D=(b+c-a)^{2}-4bc ですから、整理すると

D=a^{2}+b^{2}+c^{2}-2ab-2bc-2ca

となります。

このあたりから、血の気が引いていくでしょう。

上手くいかないのは当然

手が止まるのは当然で、

  • abc  が三角形の辺の長さを表す

という条件を使っていません。

つまり、

\begin{eqnarray} \left\{ \begin{array}{l} a+b \gt c \\ b+c \gt a\\ c+a \gt b \end{array} \right. \end{eqnarray}

という条件をどこかで使う必要が出てくるわけです。

それを念頭に置けば

a^{2}+b^{2}+c^{2}-2ab-2bc-2ca

=2 (a^{2}+b^{2}+c^{2})-2ab-2bc-2ca-(a^{2}+b^{2}+c^{2})

=(a-b)^{2}+(b-c)^{2}+(c-a)^{2}-(a^{2}+b^{2}+c^{2})

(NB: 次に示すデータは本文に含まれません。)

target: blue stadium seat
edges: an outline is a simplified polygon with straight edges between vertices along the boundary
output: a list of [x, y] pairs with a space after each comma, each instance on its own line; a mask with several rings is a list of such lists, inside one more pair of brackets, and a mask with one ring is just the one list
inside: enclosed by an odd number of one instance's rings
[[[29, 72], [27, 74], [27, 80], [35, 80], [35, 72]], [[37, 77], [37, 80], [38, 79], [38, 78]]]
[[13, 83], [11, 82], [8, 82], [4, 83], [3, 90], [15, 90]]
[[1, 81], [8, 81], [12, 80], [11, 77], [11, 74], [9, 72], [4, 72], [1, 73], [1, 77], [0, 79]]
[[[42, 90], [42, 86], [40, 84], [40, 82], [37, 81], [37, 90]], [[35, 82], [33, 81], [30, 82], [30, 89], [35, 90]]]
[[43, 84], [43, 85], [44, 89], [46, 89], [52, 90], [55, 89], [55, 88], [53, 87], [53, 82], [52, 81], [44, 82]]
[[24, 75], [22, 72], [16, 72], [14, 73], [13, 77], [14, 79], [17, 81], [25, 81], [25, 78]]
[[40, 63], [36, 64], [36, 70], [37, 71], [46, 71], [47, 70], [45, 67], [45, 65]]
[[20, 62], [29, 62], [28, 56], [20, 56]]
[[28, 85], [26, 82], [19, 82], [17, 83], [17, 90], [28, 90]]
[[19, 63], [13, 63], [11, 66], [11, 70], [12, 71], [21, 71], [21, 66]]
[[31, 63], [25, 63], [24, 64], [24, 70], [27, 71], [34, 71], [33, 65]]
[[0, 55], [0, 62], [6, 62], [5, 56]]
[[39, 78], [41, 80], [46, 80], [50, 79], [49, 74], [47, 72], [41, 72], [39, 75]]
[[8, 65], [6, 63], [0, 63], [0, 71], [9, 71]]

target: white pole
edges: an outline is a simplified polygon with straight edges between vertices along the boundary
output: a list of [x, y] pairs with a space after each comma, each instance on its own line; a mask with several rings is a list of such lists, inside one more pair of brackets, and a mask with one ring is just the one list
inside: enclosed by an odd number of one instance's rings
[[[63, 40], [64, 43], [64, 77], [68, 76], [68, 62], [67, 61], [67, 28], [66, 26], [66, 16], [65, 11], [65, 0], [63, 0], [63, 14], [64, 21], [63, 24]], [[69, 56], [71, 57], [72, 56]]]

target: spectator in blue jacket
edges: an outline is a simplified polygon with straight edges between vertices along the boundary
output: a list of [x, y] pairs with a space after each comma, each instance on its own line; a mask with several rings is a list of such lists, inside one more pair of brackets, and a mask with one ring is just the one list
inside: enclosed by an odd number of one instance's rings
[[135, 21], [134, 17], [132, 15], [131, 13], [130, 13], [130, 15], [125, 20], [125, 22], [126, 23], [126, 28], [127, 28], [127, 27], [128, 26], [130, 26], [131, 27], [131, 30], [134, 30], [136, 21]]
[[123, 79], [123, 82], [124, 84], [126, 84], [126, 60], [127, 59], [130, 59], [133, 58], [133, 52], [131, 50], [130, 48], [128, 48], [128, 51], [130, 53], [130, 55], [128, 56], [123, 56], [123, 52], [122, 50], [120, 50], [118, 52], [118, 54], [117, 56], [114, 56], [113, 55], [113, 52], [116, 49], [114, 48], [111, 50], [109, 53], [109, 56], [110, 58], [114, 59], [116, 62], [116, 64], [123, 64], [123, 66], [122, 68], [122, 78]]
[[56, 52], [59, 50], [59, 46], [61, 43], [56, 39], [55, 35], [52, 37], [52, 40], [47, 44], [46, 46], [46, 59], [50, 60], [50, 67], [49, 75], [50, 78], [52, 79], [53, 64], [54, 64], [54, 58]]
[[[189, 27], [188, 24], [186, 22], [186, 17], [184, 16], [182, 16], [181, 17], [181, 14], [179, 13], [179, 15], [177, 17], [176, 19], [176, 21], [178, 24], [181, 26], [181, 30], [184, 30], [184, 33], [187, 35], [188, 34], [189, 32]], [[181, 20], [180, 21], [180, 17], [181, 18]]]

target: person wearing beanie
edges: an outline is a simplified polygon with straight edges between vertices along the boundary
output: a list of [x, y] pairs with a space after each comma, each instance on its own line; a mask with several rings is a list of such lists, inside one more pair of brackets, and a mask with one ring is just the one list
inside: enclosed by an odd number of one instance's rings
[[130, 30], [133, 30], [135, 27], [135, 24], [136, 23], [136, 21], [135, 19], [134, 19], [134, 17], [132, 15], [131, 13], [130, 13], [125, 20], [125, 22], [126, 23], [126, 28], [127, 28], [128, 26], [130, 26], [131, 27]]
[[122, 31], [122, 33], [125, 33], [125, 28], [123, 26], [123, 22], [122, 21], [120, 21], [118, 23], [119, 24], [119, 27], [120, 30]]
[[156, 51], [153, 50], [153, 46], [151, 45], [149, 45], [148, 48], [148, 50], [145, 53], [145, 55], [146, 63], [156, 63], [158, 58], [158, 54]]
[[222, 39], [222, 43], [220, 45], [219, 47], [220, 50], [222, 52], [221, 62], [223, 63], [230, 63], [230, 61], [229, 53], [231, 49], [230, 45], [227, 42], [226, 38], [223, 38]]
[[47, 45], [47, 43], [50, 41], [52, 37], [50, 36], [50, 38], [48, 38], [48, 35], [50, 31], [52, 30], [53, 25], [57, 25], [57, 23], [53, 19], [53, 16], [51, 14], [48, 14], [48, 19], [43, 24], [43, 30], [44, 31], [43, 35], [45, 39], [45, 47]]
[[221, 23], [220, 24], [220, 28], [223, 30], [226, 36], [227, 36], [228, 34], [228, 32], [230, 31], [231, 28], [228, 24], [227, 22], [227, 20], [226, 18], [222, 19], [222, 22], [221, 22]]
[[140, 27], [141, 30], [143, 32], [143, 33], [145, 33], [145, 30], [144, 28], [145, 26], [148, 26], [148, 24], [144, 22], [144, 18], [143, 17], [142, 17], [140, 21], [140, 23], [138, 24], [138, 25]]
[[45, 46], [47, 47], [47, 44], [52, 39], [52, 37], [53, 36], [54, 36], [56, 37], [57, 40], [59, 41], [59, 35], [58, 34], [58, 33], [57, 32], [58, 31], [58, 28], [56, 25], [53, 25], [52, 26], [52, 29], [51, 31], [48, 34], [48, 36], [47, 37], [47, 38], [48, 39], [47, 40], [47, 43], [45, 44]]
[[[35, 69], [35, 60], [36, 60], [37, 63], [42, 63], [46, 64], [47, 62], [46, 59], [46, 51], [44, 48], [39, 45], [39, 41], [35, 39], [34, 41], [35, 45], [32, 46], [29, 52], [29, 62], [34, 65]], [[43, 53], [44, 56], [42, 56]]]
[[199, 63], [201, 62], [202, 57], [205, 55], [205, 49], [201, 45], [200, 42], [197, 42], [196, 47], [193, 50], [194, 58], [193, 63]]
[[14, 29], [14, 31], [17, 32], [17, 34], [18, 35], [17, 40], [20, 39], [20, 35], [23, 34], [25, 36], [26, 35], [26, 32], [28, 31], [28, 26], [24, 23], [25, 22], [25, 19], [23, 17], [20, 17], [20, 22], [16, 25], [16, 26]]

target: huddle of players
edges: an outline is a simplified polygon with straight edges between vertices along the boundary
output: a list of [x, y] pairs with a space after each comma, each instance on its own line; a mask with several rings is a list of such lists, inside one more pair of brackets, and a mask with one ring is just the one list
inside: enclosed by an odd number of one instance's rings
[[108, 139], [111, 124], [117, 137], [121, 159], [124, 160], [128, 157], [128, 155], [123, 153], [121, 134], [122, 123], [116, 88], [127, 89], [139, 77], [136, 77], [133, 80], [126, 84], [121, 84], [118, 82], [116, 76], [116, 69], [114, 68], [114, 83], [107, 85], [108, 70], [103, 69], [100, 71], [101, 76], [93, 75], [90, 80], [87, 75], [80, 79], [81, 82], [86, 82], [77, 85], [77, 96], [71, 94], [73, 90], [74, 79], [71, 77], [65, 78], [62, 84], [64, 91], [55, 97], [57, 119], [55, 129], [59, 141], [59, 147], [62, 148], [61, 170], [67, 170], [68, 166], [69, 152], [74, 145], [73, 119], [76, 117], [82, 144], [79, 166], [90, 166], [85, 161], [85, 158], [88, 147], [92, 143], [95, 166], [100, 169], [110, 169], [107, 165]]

=\{(a-b)^{2}-c^{2}\}+\{(b-c)^{2}-a^{2}\}+\{(c-a)^{2}-b^{2}\}

=(a-b+c)(a-b-c)+(b-c+a)(b-c-a)+(c-a+b)(c-a-b)

という式変形に辿り着きます。

とは言え、これは有名恒等式

有名恒等式

a^{2}+b^{2}+c^{2}-ab-bc-ca=\displaystyle \frac{1}{2}\{(a-b)^{2}+(b-c)^{2}+(c-a)^{2}\}

が自分のものになっていないとツライと思います。

追加問題について

例題で終わっては面白さ半減です。

次の追加問題もセットで考えると面白いです。

追加問題はこちら(画像をクリックするとPDFファイルで開きます。)

追加問題は先ほどの例題の

abc  を a^{2}b^{2}c^{2} に変えただけです。

「さっきと同じだろ、なめんなよこの野郎」

と意気揚々と先ほどの例題の解答をなぞると

D=(a^{2}-b^{2}+c^{2})(a^{2}-b^{2}-c^{2})+(b^{2}-c^{2}+a^{2})(b^{2}-c^{2}-a^{2})+(c^{2}-a^{2}+b^{2})(c^{2}-a^{2}-b^{2})

として、

「あれ?鋭角三角形だったらいいんだけど \cdots

と、鉛筆を噛み始めることになります。